The U.S. has approved sending another $1 billion in weapons aid to Ukraine, the largest such package to date, to include additional ammunition for High Mobility Artillery Rocket System (HIMARS) launchers and 155mm artillery systems as well as 1,000 more Javelin missiles.
While the latest deal doesn’t include delivery of more rocket launchers or howitzers, Colin Kahl, under secretary of defense for policy, said the package is intended to ensure Ukraine has a steady supply of the ammunition needed for those capabilities utilized on the battlefield against Russia.
“These are all critical capabilities to help the Ukrainians repel the Russian offensive in the East and also to address evolving developments in the South and elsewhere,” Kahl said during a press briefing. “[HIMARS] are not systems that we assess you need in the hundreds to have the types of effects [you want]. These are precision-guided systems for very particular types of targets and the Ukrainians are using them as such.”
The new package, which is the 18th drawdown of equipment from DoD inventories, also includes 20 120mm mortar systems and 20,000 rounds of 120mm mortar ammunition, munitions for NASAMS air defense systems, hundreds of AT-4 anti-armor systems, 50 armored medical treatment vehicles, Claymore anti-personnel munitions, C-4 explosives and demolition equipment.
Ukrainian Defense Minister Oleksii Reznikov said recently Ukraine likely needs around 50 long-range rocket systems, such as HIMARS and M270 MLRS launchers, to “effectively hold back” Russia and at least 100 such systems “for an effective counter-offensive” (Defense Daily, July 19).
Kahl noted the U.S. has delivered 16 Lockheed Martin [LMT]-built HIMARS to date, which he said have had a “profound effect” on the fight, and added the U.K. has provided three M270 MLRS while Germany is also committed to providing three of the launchers as well.
“[HIMAR and GMLRS rockets] are kind of the equivalent of an airstrike, frankly, a precision-guided airstrike. These are GPS-guided munitions. They’ve been very effective in hitting things that previously the Ukrainians had difficult hitting reliably, [like] command and control nodes, sustainment and logistics hubs, key radar systems and other things. What it’s done is it’s made it more difficult for the Russians to move forces around the battlefield,” Kahl said.
Kahl declined to specify the specific number of GMLRS munitions, also built by Lockheed Martin, being provided for the HIMARS launchers.
“We don’t want to tip off the Russians to every last detail,” Kahl said.
Kahl also addressed recent comments about the potential for the U.S. to provide fighter aircraft to Ukraine, reiterating that it’s not likely something to come together in the near-term but that it’s “not inconceivable” in the future.
“We need to get them capabilities that deliver on the timeframe that’s relevant to them.

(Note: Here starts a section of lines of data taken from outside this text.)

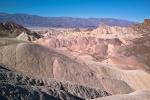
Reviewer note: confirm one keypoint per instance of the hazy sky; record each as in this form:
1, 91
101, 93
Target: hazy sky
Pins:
134, 10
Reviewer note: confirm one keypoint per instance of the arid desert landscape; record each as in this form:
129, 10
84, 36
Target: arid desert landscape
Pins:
103, 63
74, 50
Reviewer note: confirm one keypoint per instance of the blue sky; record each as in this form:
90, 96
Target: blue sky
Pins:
134, 10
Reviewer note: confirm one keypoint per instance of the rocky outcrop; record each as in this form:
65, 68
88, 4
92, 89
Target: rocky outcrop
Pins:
105, 29
138, 95
10, 29
13, 30
34, 59
96, 47
14, 85
28, 36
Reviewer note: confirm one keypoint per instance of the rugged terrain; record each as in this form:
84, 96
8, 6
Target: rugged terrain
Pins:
105, 63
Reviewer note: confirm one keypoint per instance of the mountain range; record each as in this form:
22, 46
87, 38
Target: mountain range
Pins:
61, 22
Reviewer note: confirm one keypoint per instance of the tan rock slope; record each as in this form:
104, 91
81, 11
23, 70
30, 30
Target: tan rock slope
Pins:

So we’re focused on these types of capabilities, not something that might deliver in a year, two years, three years, etc.,” Kahl said. “There is work being done here at the Pentagon and elsewhere in Europe and EUCOM to help work with Ukrainians to identify their medium to long-term requirements. Think of things that aren’t measured in days and weeks but measured in months and a handful of years, and I think [within that] there are real questions about what would be most useful in terms of assisting the Ukrainian Air Force and improving its capabilities. It’s not inconceivable that down the road Western aircraft could be part of the mix on that. But the final analysis has not been done.”
John Kirby, spokesman for the National Security Council, confirmed to reporters last month the White House and Pentagon are exploring the potential for providing Ukraine with U.S.-built fighter aircraft, while echoing Kahl that no such plan is likely to happen soon (Defense Daily, July 22).
“DoD is making some preliminary explorations into the feasibility of potentially providing fighter aircraft to the Ukrainians. But it’s not going to be something that they’re going to be able to execute immediately or even in the short-term because integrating and operating any kind of aircraft, especially advanced fighter aircraft with complex sensors and systems, that’s a difficult endeavor,” Kirby said at the time.
Kirby’s comments followed remarks from senior Air Force leaders, including Secretary Frank Kendall, that the U.S. may be open to providing older platforms, including A-10 close air support planes.
Kahl, on Monday, also provided the Pentagon’s assessment that Russia is running low on certain munitions and that international export controls placed on Moscow may make it difficult to replenish its stockpiles of those weapons.
“Certainly, the Russians are expending a lot of munitions. I think our assessment is that they’ve attrited a significant percentage of their precision-guided munitions and their stand-off munitions, so think air-launched cruise missiles, sea-launched cruise missiles, things like that. And I think we’ve actually seen a reduction in how often they’re using those because they’re running low,” Kahl said. “My sense is [Russia] has a lot of dumb artillery rounds and other munitions like that. I don’t think we have any assessment they’re reaching some inflection point where they’re about to run out of that.”
With the latest $1 billion to aid Ukraine with additional weapons, the U.S. has now committed $9.8 billion in security assistance to Kyiv since the beginning of the Biden administration, to include $9.1 billion since the beginning of Russia’s invasion in February.